Офф-моо расположились вдоль обсидианового круга, вновь ставшего иссиня-черным, и внимательно слушали, как Оуна рассказывает обо всем, что видела и что нам удалось узнать.

– Вполне возможно, Гейнор уже ведет свое войско на Мо-Оурию, – закончила она с легкой запинкой.

Ей никто не возразил. Я ждал обсуждений, шумных дебатов, но вместо этого офф-моо устремили взгляды на обсидиановый круг посреди залы.
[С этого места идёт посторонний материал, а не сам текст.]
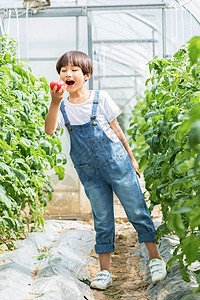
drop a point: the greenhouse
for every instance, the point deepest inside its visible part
(132, 165)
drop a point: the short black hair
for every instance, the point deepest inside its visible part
(75, 58)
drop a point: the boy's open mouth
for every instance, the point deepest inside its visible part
(70, 82)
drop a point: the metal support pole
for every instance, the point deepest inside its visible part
(153, 43)
(2, 29)
(77, 30)
(90, 48)
(164, 33)
(77, 33)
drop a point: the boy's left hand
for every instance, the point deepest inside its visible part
(136, 167)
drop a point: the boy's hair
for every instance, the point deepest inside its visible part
(75, 58)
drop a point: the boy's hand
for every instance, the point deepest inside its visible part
(57, 96)
(136, 167)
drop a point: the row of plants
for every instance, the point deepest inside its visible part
(25, 150)
(165, 128)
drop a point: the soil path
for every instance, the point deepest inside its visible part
(128, 277)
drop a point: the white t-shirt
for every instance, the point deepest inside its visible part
(79, 114)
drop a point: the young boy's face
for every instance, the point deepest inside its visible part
(73, 77)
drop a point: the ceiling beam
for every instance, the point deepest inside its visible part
(63, 11)
(125, 41)
(117, 76)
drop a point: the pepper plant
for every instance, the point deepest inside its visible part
(166, 130)
(25, 150)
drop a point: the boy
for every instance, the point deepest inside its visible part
(103, 160)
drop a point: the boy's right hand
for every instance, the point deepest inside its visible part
(57, 96)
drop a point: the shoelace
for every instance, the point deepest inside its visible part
(100, 275)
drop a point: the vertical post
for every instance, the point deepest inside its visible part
(77, 30)
(153, 43)
(77, 33)
(90, 50)
(1, 25)
(164, 32)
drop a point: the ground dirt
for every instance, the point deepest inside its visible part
(127, 273)
(128, 277)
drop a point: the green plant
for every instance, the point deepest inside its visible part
(25, 150)
(169, 127)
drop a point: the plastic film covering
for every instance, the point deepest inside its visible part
(49, 264)
(173, 287)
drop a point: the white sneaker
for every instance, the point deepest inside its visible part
(158, 270)
(102, 281)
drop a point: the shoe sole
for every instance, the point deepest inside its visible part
(101, 289)
(158, 280)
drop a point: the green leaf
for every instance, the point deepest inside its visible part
(175, 223)
(5, 199)
(194, 217)
(194, 49)
(60, 171)
(190, 246)
(20, 175)
(186, 165)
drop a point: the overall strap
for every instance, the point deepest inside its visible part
(95, 105)
(63, 111)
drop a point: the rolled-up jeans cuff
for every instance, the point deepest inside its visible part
(146, 237)
(104, 248)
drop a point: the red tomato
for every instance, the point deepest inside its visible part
(58, 83)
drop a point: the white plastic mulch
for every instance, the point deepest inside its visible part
(48, 265)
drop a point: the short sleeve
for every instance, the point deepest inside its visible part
(60, 120)
(111, 109)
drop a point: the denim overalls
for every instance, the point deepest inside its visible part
(104, 167)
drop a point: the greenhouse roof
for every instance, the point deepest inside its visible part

Что они надеялись там рассмотреть? Или это их вариант ведьминского хрустального шара? Что-то вроде подручного средства для сосредоточения мыслей?
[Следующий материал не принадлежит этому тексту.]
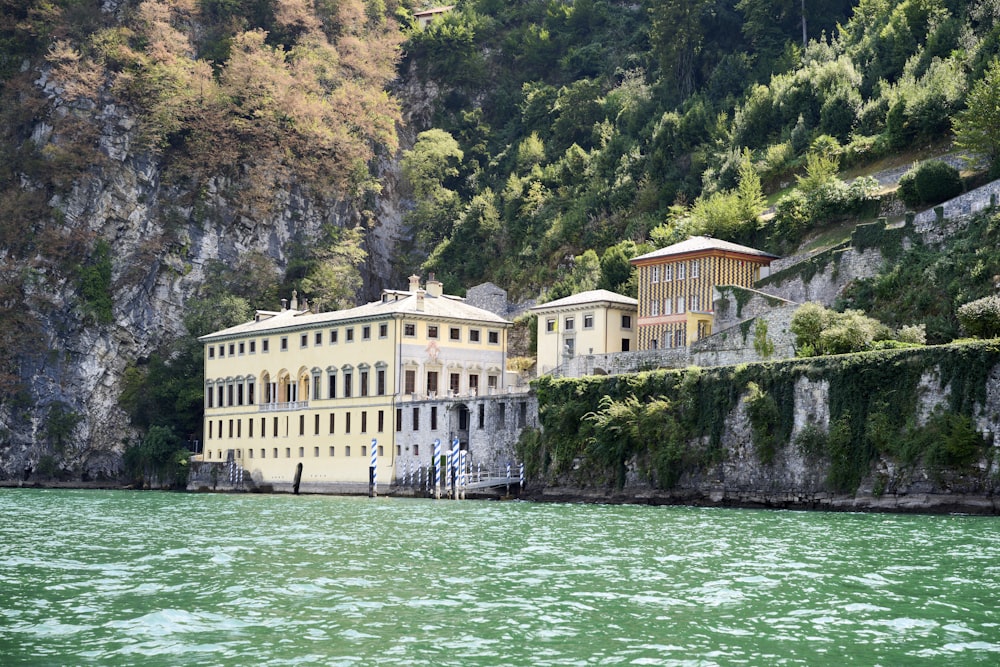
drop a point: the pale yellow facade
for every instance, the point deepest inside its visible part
(677, 283)
(318, 389)
(593, 322)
В следующий миг я словно ослеп и чуть не свалился с лавки. Одной рукой прикрывая глаза, чтоб защититься от чудовищно яркой вспышки, я пошарил вокруг другой, разыскивая Оуну. Наткнулся на ее ладонь. Девушка тоже прятала глаза под рукой. А офф-моо сидели себе на лавках как ни в чем не бывало.
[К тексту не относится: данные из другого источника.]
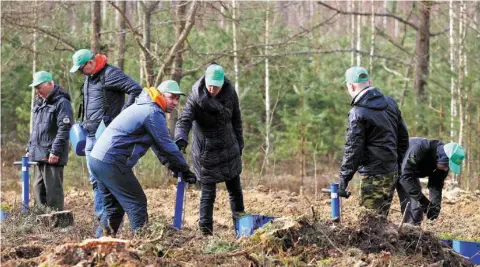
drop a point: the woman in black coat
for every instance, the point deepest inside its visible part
(213, 111)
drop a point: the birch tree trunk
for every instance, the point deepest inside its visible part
(352, 32)
(180, 14)
(148, 8)
(96, 24)
(34, 64)
(359, 33)
(104, 11)
(422, 57)
(120, 21)
(385, 8)
(267, 93)
(453, 95)
(235, 56)
(372, 47)
(461, 70)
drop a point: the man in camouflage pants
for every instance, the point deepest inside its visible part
(376, 141)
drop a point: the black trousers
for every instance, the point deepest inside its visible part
(413, 208)
(48, 185)
(207, 199)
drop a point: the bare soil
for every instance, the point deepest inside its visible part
(302, 234)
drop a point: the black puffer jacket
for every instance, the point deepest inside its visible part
(377, 137)
(52, 120)
(421, 161)
(217, 132)
(110, 83)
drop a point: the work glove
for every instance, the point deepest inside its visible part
(433, 213)
(189, 177)
(342, 192)
(182, 145)
(424, 204)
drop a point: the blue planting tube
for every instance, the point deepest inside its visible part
(25, 184)
(335, 201)
(177, 219)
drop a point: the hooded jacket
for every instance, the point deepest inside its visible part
(377, 137)
(217, 139)
(421, 161)
(133, 132)
(52, 120)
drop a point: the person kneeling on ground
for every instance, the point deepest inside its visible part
(426, 158)
(48, 144)
(376, 141)
(123, 143)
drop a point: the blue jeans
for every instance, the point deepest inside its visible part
(97, 201)
(121, 192)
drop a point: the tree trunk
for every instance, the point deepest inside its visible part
(385, 8)
(461, 70)
(235, 55)
(267, 94)
(96, 25)
(372, 47)
(453, 91)
(104, 12)
(148, 8)
(120, 21)
(176, 73)
(359, 35)
(34, 64)
(422, 56)
(352, 32)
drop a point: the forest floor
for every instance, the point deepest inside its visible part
(302, 234)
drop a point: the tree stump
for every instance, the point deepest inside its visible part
(56, 219)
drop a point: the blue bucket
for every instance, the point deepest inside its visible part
(449, 242)
(246, 225)
(100, 130)
(78, 139)
(3, 216)
(468, 249)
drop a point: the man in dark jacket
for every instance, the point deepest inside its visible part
(377, 139)
(432, 159)
(213, 110)
(48, 145)
(123, 143)
(104, 92)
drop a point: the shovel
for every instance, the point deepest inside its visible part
(179, 203)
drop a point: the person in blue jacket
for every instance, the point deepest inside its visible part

– Что происходит? – спросил я шепотом.

– По-моему, они умеют искажать свет, – вот и все, что ответила Оуна. Ослепительное золотое сияние тем временем слегка потускнело, мои глаза более или менее привыкли к нему, и я смог различить источник этого сияния. Он находился в самом центре обсидианового круга – висел, не касаясь поверхности; это был обыкновенный на вид камень, мелко вибрировавший и издававший звуки, которые будили воспоминания о давно забытых поступках и благородных помышлениях. Мысль, дело и образ как бы сливались воедино. Ощущение было такое, что вот-вот перед камнем возникнет коленопреклоненный Парцифаль, рыцарь, чистый помыслами.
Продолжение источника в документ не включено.